I am writing another restaurant located at the Alexander Road, otherwise known as the “Food Street” of Richmond. Shanghai food is another one of my favourite Chinese foods of all times, I like it because it is mild tasting (although Cantonese dishes are even more mild) and it can be found in many places in Richmond! Shanghai Morning Restaurant serves Shanghai style Chinese food, as we entered the restaurant, I instantly saw a familiar face. It turns out that the owner is actually the old owner of Chen’s Shanghai Kitchen located at No. 3 and Buswell. My family and I frequently visited Chen’s so we chatted a little. The owner lady told us that she sold Chen’s and went back to Shanghai for some time and now back in business in Richmond as Shanghai Morning. The restaurant used to be Twinkle Bubble Tea, although I’ve never been to Twinkle, it seems like the new owner hasn’t changed much in the interior of the restaurant.
Menu looks almost exactly like Chen’s.
This is one of my favourite dishes, the flour wrapper was tender and warm. There was also enough flavourful beef with the Hoi Sin sauce and cucumbers. It would have been even better if there was more browning and crust on the wrapper though.
Almost all Shanghai Chinese restaurants serve this dish with the bun usually soft and fluffy, but their style is sort of one-of-a-kind as they have a very crunchy crust on the bottom and a chewy exterior — just like Chen’s signature pan fried buns. You can burn your tongue so easily when eating this because there is so much hot juices inside so I usually wait until the heat manageable for me to eat.

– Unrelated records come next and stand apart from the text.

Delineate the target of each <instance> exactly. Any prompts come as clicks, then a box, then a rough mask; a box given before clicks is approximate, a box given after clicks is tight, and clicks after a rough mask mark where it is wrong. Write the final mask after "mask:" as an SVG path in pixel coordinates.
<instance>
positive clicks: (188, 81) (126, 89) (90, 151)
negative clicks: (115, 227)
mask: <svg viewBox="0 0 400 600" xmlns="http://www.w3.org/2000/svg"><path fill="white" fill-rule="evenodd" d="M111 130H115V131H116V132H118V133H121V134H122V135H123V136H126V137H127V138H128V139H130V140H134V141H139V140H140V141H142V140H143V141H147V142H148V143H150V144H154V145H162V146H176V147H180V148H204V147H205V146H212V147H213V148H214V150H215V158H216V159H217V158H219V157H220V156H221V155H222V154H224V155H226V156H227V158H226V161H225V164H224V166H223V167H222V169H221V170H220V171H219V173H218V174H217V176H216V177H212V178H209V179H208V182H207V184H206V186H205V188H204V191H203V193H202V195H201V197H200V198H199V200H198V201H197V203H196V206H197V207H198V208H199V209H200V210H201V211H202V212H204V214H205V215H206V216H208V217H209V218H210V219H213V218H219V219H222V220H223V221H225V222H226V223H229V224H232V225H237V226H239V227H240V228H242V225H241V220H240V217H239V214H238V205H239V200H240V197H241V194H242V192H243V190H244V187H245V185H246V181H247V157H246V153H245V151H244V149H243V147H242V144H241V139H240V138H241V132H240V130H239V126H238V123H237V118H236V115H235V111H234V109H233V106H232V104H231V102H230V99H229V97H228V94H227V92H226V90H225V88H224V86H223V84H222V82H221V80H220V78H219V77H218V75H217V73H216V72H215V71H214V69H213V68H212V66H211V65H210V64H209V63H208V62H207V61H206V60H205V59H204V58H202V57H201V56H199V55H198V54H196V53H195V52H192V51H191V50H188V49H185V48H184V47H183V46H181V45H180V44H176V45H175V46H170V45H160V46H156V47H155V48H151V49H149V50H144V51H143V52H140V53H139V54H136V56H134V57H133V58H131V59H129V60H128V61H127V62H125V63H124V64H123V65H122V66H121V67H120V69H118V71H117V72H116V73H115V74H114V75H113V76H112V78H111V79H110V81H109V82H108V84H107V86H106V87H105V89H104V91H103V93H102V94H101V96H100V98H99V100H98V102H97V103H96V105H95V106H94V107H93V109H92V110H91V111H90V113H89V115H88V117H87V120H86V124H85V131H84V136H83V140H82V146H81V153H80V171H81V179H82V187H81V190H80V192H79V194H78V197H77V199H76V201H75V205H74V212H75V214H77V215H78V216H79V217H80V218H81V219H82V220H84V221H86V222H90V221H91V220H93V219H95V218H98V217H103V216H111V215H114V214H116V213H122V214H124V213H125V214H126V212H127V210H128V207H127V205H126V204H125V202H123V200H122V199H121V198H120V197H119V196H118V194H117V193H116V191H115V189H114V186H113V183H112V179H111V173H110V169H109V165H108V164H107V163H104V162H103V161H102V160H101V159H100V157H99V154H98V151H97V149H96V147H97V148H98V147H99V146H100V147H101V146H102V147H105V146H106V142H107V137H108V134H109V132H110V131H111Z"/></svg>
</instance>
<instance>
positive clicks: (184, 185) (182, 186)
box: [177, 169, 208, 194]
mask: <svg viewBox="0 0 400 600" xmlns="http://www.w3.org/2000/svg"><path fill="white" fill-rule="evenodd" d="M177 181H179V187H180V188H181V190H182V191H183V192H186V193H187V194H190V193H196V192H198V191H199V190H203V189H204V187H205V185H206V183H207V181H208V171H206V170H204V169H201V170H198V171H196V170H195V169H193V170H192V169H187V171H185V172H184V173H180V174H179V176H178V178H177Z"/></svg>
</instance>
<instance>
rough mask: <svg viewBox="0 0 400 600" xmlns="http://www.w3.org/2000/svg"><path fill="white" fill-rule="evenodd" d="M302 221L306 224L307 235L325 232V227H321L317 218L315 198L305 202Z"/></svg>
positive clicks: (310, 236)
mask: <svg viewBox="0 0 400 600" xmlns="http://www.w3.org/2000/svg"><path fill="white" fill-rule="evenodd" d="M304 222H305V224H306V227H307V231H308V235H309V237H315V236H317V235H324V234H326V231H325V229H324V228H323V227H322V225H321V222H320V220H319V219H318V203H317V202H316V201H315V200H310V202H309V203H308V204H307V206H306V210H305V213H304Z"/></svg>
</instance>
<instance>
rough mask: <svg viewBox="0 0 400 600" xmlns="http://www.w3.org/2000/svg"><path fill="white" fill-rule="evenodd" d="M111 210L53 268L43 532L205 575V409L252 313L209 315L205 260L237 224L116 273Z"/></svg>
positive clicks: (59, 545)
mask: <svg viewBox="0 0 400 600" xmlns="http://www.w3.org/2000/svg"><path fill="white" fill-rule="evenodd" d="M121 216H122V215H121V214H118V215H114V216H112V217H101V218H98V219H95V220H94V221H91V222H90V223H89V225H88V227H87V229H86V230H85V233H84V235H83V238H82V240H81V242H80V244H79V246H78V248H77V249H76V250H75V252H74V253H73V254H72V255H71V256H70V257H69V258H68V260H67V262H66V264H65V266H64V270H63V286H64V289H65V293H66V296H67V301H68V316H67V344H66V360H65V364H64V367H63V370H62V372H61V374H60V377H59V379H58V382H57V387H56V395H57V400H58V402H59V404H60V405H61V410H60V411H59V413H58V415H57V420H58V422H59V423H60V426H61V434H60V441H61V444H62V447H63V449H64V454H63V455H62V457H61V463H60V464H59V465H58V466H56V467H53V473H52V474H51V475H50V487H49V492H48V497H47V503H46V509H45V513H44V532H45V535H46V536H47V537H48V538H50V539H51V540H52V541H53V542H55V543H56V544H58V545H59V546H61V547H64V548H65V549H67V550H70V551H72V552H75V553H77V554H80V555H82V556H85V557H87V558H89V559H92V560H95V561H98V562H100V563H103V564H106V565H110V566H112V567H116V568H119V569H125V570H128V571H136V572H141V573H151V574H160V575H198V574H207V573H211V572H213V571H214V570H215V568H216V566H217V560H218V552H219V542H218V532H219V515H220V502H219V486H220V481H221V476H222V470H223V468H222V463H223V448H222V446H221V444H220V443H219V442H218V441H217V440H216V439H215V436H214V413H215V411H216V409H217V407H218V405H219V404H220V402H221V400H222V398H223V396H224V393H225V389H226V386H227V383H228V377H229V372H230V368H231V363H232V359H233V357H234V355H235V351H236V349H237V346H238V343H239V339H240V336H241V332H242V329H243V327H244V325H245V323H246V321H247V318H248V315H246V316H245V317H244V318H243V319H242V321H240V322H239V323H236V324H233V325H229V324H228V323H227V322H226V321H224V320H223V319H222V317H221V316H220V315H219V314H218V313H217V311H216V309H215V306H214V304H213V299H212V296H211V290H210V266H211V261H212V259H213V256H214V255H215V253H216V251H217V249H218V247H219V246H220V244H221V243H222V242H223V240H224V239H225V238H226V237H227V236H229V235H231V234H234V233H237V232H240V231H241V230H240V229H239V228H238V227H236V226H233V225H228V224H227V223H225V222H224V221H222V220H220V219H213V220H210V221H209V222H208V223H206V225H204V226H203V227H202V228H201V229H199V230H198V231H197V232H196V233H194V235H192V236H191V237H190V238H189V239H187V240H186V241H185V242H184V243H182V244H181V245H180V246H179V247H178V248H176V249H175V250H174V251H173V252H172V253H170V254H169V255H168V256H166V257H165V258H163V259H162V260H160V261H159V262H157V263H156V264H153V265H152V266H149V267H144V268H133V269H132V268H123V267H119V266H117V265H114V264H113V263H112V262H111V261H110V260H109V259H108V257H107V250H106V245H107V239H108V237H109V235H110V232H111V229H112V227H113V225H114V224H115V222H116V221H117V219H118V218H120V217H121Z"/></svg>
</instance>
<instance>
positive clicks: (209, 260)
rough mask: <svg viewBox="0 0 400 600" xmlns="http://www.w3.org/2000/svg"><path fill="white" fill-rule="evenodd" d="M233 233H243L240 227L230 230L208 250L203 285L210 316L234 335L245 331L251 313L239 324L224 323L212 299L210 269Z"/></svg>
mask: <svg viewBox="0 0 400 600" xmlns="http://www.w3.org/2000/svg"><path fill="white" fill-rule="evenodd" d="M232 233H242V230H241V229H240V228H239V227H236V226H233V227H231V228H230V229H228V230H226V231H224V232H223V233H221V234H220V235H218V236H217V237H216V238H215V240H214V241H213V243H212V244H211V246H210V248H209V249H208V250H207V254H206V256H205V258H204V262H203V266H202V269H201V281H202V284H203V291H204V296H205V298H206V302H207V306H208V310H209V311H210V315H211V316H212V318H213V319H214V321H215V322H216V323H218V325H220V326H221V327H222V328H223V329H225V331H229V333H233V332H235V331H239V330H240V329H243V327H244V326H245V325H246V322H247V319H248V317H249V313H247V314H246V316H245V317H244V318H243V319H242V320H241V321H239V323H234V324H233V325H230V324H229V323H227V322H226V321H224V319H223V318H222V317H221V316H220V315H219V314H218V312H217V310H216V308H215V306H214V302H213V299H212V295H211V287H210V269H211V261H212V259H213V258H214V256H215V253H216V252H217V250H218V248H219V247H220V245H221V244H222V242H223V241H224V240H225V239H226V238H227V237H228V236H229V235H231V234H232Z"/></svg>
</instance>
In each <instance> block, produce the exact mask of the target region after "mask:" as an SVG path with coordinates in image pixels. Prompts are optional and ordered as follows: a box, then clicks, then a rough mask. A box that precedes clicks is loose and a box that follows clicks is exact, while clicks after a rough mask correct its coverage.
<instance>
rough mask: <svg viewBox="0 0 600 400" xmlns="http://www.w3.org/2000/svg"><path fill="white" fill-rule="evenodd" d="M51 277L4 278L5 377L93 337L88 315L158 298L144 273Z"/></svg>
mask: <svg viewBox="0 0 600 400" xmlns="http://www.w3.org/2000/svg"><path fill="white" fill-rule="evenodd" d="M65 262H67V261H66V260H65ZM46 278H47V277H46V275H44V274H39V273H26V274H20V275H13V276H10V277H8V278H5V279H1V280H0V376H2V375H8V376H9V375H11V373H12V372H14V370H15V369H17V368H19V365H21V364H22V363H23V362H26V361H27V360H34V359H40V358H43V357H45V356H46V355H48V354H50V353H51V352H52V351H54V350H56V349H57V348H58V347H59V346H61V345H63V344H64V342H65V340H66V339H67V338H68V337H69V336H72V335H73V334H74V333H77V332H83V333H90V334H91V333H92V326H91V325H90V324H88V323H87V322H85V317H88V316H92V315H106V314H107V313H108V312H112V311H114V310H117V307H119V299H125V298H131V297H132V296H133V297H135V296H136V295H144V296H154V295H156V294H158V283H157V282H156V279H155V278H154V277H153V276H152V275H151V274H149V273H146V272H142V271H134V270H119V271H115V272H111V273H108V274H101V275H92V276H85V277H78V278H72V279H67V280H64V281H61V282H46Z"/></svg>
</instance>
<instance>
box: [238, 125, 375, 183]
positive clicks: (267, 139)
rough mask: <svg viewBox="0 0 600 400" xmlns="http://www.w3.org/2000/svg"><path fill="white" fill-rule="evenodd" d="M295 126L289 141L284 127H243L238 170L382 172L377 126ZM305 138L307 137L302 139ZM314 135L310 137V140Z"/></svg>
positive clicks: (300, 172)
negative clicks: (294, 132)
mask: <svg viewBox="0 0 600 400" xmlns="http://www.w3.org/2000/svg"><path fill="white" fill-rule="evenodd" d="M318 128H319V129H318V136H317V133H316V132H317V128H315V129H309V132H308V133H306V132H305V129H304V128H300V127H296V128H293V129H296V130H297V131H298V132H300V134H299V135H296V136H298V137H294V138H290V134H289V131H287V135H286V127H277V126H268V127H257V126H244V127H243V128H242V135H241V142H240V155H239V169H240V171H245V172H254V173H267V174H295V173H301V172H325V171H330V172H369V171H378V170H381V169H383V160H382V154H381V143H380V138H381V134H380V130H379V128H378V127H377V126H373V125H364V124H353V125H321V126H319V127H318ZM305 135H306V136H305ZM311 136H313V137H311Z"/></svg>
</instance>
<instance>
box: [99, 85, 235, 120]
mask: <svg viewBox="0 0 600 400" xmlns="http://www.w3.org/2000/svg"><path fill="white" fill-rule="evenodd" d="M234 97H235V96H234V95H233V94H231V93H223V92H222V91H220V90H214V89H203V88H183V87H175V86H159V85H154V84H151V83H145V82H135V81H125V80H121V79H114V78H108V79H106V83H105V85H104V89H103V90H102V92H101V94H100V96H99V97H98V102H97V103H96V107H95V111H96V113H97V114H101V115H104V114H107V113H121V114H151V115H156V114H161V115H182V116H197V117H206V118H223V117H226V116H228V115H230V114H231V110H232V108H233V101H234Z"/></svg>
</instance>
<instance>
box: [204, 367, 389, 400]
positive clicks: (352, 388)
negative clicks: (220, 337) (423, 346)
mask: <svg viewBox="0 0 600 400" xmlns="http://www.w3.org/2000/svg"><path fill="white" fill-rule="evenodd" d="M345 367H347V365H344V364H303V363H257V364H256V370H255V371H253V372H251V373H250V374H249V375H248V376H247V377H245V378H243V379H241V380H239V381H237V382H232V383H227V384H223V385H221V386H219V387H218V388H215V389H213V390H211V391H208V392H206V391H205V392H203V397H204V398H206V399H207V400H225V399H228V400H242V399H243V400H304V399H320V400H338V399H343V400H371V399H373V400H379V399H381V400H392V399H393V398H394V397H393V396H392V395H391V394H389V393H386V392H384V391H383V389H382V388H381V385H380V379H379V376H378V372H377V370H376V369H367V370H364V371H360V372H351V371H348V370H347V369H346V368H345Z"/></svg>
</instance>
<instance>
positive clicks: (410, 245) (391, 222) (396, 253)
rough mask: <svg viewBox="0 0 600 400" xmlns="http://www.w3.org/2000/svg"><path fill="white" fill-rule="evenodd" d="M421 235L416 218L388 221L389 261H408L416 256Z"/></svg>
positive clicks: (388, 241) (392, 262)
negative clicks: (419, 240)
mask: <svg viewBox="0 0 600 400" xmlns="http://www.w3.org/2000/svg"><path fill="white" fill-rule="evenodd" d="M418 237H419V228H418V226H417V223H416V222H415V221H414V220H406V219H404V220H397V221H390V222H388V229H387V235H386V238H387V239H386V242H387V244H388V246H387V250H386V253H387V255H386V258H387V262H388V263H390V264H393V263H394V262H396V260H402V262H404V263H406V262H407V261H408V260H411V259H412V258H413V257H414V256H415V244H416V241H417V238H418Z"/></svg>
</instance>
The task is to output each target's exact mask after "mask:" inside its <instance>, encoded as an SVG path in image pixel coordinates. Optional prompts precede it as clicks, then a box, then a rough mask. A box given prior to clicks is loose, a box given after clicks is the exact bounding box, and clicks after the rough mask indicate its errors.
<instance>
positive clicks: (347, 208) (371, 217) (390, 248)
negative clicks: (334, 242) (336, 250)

“Tan Tan” noodles is originally a Sichuan dish, famous for their spiciness and bold flavours. It always has peanuts in it, which is why the broth is so tasty. Some restaurants, though, don’t even serve it in a broth and there is about a million styles of this noodle dish. In all the versions that I have had, it doesn’t contain any meats. The noodles here were cooked to the right texture and the broth was also rich and delicious. However, it was a bit too hot for me, as you can see from the orange colour of the broth. Otherwise, it was tasty.
Yes, sweet spring rolls. They were quite crispy and had a nice and warm red bean filling. Filling is probably housemade because of the texture and the added aged mandarin peel flavour. I am a fan of red beans so I enjoyed it.